I’ve been reading Jean Paul Sartre’s Nausea. And I don’t know what to do. It’s the most devastating thing to read…especially at this time in my life. There’s something haunting and gut wrenching about it. It’s also a lot of text. It’s been one of those books that I hate the idea of picking it up and actually reading it– but the minute I do so, I stumble upon a glorious moment of vulnerability and I wonder why I questioned my desire in the first place. It’s beautiful. There aren’t words that accurately depict Sartre’s writing style. It’s intense and dramatic and filled with hopelessness. But at the same time, there’s an air of honesty that keeps the book readable and true. I’ve nearly finished it (only twenty pages left), but I find myself savoring the last few moments I will spend in this book. I do nor normally express emotion publicly, but I have found myself weeping on the train as I read this book. It has a profound effect on me as of late– and I’m not sure why.

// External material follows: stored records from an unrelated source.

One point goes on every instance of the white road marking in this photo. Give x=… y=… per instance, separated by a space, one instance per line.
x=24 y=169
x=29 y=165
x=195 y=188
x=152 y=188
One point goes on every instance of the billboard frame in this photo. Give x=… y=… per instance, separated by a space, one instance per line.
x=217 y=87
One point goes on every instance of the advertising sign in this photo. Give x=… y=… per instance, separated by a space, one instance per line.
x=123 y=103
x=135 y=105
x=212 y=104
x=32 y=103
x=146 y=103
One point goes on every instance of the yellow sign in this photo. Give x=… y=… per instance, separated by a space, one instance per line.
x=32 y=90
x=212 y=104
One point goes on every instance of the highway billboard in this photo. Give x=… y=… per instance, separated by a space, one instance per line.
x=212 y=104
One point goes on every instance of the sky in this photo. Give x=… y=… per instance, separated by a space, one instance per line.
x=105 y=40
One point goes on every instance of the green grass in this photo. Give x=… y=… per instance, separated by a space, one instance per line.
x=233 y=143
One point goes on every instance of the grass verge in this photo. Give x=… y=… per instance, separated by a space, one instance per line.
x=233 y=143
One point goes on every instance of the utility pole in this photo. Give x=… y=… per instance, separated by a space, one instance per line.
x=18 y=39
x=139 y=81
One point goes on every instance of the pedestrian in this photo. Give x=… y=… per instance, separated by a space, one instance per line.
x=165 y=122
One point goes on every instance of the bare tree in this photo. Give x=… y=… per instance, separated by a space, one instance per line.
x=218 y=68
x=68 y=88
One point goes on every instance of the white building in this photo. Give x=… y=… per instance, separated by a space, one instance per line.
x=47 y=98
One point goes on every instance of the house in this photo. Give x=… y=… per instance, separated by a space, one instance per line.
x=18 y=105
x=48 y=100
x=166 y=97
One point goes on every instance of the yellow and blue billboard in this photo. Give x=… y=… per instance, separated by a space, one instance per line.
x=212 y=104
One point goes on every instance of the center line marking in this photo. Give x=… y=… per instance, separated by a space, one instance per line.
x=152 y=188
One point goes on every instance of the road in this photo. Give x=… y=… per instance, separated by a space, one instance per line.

Life has been really difficult this summer. Hell, this whole year has been difficult. It’s had its highlights and its tragedies. But the pendulum swing of emotions and circumstances leaves me feeling worn out and too old for myself. At one point in Nausea, Anny, one of the characters says that she feels she has outlived herself. I feel her pain. There are moments of undiluted sorrow where I wonder why I go on. Why continue in life when it has lost its glow and charm? Sure, there are moments of beauty and joy, but I feel the anguish more each year and wonder what one is supposed to do when all that used to beat and flutter ceases to affect. The growing air of indifference is what worries me. I feel so much that I have lost interest in it all. Life has become too much to bear and I so I stop it all. Maybe it’s more complicated than that. Sartre describes the change he witnesses in Anny and says: “Something in her has irremediably dried out.”– I like that. It expresses what I’ve been sensing and feeling in myself. He speaks of her having a ruined look and I tear up whenever I read that sentence. There’s something utterly heartbreaking about this novel and the writing and the truth and the despair and everything it describes. It is all too real.
The knife has been twisted and yanking it out now, without irrevocable damage, is impossible.